When the ui_thread runs, the following lines of code could be run in the same timeslice.
// new Thread(downloader_thread).start();
// ...
should_pause = true;
The downloader_thread runs next and in it's time slice the following lines are executed:
quitted = false;
while(!should_quit)
{
fill_buffer(bfr);
The scheduler prempts the downloader_thread before fill_buffer returns and then activates the ui_thread which runs.

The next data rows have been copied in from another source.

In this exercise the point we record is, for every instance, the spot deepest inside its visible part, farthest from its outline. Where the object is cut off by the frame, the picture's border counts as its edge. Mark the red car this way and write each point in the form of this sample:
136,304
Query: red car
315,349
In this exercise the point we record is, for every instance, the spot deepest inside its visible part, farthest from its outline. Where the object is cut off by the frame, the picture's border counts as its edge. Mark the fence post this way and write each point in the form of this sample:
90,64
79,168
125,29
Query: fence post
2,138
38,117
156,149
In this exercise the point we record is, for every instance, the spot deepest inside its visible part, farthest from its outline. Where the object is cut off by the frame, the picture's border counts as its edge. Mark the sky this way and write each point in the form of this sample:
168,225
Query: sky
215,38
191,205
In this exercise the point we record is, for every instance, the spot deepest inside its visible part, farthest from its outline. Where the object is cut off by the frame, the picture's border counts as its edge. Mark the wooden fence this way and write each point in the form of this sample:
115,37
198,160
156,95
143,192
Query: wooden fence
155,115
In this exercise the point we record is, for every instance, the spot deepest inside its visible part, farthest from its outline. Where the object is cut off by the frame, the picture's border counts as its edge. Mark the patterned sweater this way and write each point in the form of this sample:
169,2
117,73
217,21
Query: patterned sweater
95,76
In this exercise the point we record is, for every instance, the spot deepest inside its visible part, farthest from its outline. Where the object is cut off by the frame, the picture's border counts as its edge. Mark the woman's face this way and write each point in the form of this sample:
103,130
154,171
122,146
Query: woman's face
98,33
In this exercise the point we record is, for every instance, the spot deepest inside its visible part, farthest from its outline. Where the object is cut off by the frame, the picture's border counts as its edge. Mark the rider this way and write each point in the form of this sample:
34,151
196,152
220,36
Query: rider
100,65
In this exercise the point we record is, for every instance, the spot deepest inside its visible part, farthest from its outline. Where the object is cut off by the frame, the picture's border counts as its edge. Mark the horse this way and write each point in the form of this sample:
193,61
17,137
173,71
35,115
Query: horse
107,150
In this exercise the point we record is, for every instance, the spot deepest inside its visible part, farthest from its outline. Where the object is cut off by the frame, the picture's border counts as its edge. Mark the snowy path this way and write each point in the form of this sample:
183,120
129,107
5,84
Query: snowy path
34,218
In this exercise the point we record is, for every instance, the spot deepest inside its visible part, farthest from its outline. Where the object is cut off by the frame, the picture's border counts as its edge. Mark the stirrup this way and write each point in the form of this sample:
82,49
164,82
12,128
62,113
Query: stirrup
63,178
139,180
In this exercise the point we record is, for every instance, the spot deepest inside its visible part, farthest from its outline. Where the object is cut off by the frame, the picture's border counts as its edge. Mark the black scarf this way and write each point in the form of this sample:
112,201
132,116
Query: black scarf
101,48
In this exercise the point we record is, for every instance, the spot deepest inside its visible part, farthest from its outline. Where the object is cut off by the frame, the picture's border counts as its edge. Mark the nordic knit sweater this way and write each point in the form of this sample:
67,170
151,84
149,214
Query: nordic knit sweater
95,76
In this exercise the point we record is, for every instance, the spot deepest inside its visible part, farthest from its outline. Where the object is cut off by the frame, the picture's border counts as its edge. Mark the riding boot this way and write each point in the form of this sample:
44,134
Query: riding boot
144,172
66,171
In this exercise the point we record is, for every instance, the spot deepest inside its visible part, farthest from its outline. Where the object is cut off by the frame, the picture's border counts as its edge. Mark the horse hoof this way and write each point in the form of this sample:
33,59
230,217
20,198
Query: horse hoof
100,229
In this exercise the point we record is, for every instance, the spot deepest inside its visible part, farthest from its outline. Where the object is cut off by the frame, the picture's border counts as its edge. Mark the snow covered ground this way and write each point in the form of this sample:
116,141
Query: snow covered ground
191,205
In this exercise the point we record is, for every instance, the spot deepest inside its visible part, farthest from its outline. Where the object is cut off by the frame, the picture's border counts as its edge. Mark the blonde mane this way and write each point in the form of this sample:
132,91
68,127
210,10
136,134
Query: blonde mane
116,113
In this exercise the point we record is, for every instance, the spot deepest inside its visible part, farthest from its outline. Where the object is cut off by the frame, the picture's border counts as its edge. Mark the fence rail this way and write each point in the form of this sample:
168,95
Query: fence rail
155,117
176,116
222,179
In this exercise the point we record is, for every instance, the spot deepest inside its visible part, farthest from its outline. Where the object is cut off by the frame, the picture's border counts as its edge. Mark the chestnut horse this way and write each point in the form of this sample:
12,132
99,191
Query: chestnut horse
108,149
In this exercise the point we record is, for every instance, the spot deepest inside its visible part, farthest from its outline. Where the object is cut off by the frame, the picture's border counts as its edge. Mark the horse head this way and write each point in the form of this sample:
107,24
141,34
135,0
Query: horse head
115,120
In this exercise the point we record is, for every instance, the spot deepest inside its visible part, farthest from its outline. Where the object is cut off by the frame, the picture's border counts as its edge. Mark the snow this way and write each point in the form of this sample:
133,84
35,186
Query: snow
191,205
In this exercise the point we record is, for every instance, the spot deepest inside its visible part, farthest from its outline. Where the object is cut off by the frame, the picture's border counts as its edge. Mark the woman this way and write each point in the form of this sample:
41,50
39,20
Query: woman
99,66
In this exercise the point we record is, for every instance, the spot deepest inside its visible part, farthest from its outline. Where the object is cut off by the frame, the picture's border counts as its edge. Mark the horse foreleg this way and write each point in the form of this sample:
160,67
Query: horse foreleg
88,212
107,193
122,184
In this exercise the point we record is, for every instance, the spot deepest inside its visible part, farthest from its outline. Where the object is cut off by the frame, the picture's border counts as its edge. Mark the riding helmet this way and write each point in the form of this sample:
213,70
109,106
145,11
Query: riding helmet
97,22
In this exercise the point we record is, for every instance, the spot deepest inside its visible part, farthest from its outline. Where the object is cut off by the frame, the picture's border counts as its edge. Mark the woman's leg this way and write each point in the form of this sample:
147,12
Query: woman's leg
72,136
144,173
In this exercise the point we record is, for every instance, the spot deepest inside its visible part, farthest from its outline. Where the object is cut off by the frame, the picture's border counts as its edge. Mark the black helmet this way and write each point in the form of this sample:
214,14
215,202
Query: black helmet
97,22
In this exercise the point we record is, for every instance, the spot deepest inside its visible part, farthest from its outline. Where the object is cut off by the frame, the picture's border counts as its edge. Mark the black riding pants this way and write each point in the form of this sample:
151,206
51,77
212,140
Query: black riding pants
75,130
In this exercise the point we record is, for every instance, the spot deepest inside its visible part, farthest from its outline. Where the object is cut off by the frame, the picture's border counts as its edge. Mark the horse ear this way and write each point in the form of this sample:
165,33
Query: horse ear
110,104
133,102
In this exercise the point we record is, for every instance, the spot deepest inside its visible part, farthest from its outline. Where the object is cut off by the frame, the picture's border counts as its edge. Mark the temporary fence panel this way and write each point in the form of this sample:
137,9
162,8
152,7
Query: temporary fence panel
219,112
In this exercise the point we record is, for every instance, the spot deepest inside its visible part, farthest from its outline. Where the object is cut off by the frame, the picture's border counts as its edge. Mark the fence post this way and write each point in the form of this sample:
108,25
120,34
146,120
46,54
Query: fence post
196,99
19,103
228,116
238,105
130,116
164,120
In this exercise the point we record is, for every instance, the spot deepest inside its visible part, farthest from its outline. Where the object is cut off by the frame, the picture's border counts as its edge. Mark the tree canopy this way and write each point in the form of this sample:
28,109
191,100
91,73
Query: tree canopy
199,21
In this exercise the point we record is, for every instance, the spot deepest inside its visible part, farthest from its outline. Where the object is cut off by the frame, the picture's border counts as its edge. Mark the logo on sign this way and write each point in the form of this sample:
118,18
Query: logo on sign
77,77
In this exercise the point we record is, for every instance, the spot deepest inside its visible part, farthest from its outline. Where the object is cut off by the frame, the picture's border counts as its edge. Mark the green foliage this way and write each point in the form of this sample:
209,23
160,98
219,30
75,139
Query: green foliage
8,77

while(!is_paused) sleep(50);
// resize buffer or something else non-thread-safe
should_pause = false;
The resize buffer operation is done while the downloader_thread is in the process of filling the buffer. This means the buffer is corrupted and you'll likely crash soon. It won't happen everytime, but the fact that you are filling the buffer before you set is_paused to true makes it more likely to happen, but even if you switched the order of those two operations on the downloader_thread you would still have a race condition, but you'd likely deadlock instead of corrupting the buffer.
Incidentally, this is a type of spinlock, it just doesn't work. Spinlock's aren't very for wait times that are likely to span to many time slices cause the spin the processor. Your implmentation does sleep which is a bit nicer but the scheduler still has to run your thread and thread context switches aren't cheap. If you are waiting on a critical section or semaphore, the scheduler doesn't active your thread again till the resource has become free.
You might be able to get away with this in some form on a specific platform/architecture, but it is really easy to make a mistake that is very hard to track down.